El segundo ardid obra por “omisión”. Son los negocios directos que se juegan frente a la propuesta de una nueva ley de radio y televisión. Si respecto de la cuestión jubilatoria todo se muestra ostensible, el vacío informativo sobre el proyecto de medios audiovisuales es una ignominia, lisa y llanamente. Ya se efectuaron decenas de foros y debates abiertos, en todo el país, para discutir el tema. No resulta ni por asomo un hecho de masas pero, de mínima, está a la par de cualquiera de esos simposios de cuello blanco en los que periodistas, voceros y economistas del establishment se juntan a recomendar cómo ganar más plata. No se publica una sola línea ni se usa, casi, micrófono o cámara alguna siquiera para darlo a conocer. Ni apenas eso. Podrían, nada más que por falsa elegancia ética, reproducir unos párrafos de la idea y después ampararse en haberla difundido para dar por cubierto que el pueblo fue informado. La dosis de ingenuidad de quien firma es, quizás, muy alta. Basta algo tan elemental y de ejecución corriente en los países desarrollados, como recortar la cantidad de licencias radio-televisivas para un mismo permisionario, abrir el espectro a organizaciones sociales sin fines de lucro, intervenir en el acceso a la producción y distribución de contenidos culturales, para que en Argentina se cite la probabilidad de una ley-mordaza contra la prensa. Hablan de lo que no informan nunca. Revalidan a Chesterton, en aquello de que el periodismo consiste en informar que lord Jones ha muerto a gente que jamás se enteró de que lord Jones estaba vivo. Por supuesto, lo de “omisión” tiene un poco de chascarrillo. Es cierto en el caso de los programas periodísticos o de “interés general”, de la radio y la tevé, que directamente produjeron un apagón sobre el asunto. Pero en la prensa escrita, que continúa siendo la que le marca al resto lo que conviene decir y callar, las únicas voces que se leen son de las del arco empresario de los medios y de unas pocas figuras de la oposición, a las que es imposible encontrarles una sola crítica técnica, fundamentada, sobre la propuesta de ley.

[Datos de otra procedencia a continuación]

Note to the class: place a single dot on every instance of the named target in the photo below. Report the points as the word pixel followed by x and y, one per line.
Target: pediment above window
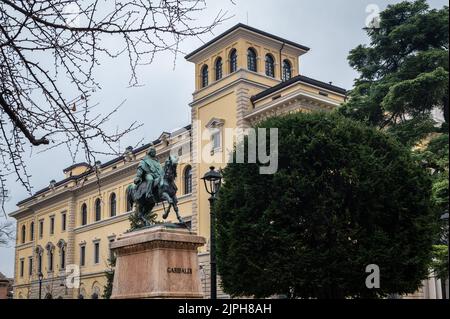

La particularidad de estas falacias es que no se las considera como parte de la campaña electoral. Uno quisiera creer, pero le cuesta mucho, que “la gente” se da cuenta de que en el proselitismo participan todos los centros de poder y no sólo los candidatos que salen por la tele. Es más que eso, en verdad: todos los que no están viven de campaña en aras de sus intereses sectoriales, todos los días, para fijar la agenda de la sociedad.
Lo que a lo sumo ocurre durante los períodos electorales es que lo refuerzan, para que los anotados tomen nota de cuáles poderes se mueven detrás de esos intereses.